Under the portion of the Act for which benefits were here sought (Part A, Subchapter XVIII, 42 U.S.C. 1395c), a certain and her only ground for claim is the self-employment are required as an 'employee' as defined in 42 U.S.C. 409-410 or as a self-employed person under 42 U.S.C. 411. The organization here concerned had elected not to waive its exemption from social security taxes. Thus employment with it would not qualify the applicant, and her only ground for claim is the selfemployment status. See 42 U.S.C. 411 (a), (b) and (c). She paid the required taxes as a self-employed person.
The record shows that the claimant was a longtime employee of the Fair as a secretary with some added duties. The permanent organization of the Fair was very small, and her duties were broad.
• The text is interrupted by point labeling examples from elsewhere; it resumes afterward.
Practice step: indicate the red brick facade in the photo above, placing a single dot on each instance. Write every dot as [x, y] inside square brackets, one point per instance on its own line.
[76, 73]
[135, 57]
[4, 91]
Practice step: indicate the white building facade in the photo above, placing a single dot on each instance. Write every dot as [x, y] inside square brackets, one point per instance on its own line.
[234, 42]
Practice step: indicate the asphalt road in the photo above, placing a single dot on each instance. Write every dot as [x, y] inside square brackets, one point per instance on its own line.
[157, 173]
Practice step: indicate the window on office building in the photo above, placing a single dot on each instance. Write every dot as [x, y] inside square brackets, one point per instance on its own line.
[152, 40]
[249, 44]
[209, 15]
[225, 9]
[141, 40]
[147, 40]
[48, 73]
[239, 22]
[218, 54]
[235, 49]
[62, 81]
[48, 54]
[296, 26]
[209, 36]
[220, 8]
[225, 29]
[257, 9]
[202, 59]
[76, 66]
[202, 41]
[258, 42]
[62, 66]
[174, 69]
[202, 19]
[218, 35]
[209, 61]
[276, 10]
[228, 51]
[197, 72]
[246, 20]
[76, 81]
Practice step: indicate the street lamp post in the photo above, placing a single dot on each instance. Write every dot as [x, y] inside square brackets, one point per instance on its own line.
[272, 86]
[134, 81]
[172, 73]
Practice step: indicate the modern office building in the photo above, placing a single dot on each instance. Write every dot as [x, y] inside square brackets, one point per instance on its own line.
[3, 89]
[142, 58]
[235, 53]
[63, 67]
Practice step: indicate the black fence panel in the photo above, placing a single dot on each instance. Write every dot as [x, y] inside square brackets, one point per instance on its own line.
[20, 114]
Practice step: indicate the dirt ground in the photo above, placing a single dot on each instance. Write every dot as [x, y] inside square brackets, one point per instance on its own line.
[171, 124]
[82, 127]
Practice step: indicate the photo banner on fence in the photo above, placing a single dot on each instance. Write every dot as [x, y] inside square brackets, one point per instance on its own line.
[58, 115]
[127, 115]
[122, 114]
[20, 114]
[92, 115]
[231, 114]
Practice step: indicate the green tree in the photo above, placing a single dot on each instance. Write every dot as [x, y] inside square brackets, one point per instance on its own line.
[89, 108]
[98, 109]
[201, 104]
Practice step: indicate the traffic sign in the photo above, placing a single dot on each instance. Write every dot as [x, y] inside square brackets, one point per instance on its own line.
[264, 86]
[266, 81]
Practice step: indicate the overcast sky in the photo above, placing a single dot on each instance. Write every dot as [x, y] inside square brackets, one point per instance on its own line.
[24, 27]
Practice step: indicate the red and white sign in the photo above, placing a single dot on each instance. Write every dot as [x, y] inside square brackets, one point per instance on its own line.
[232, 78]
In 1969 the Fair sought to end the employer-employee relationship with the claimant, and substituted an agreement with her as an independent contractor. We are unable to find in the record any significant change in her duties after she was put under contract. If the common law definitions of an employee are applied, claimant must be held to come within them. The same result comes about from the application of the definitions in the Act, 42 U.S.C. 410(j). The Supreme Court in Bartels v. Birmingham, 332 U.S. 126, 67 S.Ct. 1547, 91 L.Ed. 1947, and in United States v. Silk, 331 U.S. 704, 67 S.Ct. 1463, 91 L.Ed. 1757, considered the 'employee' definition under the Social Security Act. The issues there concerned contributions, but we must hold the two cited cases to be controlling. These and other cases hold that the realities of the situation must control over the form into which the relationship is sought to be cast.
The Secretary made the factual determination that the relationship was that of employer and employee. This finding is supported in the record by substantial evidence. See Atteberry v. Finch, 424 F.2d 36 (10th Cir.); Dvorak v. Celebrezze, 345 F.2d 894 (10th Cir.), and Folsom v. O'Neal, 250 F.2d 946 (10th Cir.).
The judgment of the trial court is set aside and the case is remanded with instructions to dismiss the action.